Eating lettuce on a regular basis can offer many health benefits such as:

1. Promoting weight loss

Lettuce is a vegetable that is low in calories and high in fiber, which can keep you full and lead to weight loss.

Also recommended: Weight Loss Diet: Best Foods to Eat, Avoid & Meal Plan tuasaude.com/en/weight-loss-diet

2. Regulating blood sugar

The fiber present in lettuce slows down the absorption of carbohydrates in the gut, which can prevent a rapid increase in blood sugar. This makes lettuce an excellent option for diabetic or pre-diabetic people.

3. Promoting eye health

Lettuce is rich in vitamin A, an important micronutrient for maintaining eye health. It can be help to prevent xerophthalmia and night blindness, as well as macular degeneration associated with age.

4. Preventing premature skin aging

Thanks to its antioxidant action, consuming lettuce helps to protect skin cells from damage caused by free radicals. It also contains vitamin A and E, which protects the skin from the sun's UV rays. The vitamin C found in lettuce can also promote healing and collagen production in the body, which can reduce the development of wrinkles.

Lettuce is also rich in water, which can contribute to the skin's overall hydration. 

5. Maintaining bone health

Lettuce is rich in several minerals such as calcium and phosphorus, which are related to bone formation.

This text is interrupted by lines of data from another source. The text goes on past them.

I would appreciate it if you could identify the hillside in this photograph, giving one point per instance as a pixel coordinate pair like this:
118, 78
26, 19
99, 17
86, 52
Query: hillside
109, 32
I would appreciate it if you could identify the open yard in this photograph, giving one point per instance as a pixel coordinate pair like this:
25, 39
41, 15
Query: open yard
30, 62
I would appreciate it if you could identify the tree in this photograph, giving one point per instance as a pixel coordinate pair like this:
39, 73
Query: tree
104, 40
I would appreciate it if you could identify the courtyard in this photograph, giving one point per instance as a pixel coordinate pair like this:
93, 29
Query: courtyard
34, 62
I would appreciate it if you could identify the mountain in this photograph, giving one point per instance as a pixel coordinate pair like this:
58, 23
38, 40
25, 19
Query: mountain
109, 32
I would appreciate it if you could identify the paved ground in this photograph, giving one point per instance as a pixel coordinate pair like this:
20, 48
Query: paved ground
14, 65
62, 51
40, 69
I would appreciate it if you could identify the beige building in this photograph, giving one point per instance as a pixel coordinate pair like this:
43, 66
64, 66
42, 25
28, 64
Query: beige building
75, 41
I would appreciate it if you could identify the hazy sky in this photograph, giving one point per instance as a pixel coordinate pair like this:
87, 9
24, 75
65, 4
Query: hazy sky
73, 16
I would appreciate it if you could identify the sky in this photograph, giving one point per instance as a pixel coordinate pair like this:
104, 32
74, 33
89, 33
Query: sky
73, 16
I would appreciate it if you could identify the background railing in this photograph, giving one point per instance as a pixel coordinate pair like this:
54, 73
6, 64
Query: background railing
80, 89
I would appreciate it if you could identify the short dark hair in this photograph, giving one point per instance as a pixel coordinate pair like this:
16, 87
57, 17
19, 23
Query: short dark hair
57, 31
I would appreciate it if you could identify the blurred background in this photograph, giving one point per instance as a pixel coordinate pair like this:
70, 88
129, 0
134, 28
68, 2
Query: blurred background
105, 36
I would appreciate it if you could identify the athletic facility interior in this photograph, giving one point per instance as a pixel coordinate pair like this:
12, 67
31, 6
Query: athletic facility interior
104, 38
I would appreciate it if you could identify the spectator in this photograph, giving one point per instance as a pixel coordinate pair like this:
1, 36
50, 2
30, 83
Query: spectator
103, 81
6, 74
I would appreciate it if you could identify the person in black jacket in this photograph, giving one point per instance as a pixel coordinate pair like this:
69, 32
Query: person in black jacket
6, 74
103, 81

In addition, it also contains magnesium, which plays a role in absorption and adherence by suppressing the the hormone responsible for bone reabsorption.

Furthermore, this vegetable also contains vitamin K, which is also related to strengthening bones.

6. Preventing anemia

Because it contains folic acid and iron, eating lettuce can also prevent and treat anemia, as these are minerals related to red blood cell formation. Due to the type of iron that lettuce provides, it is important to eat vitamin C foods when consuming lettuce to ensure iron absorption.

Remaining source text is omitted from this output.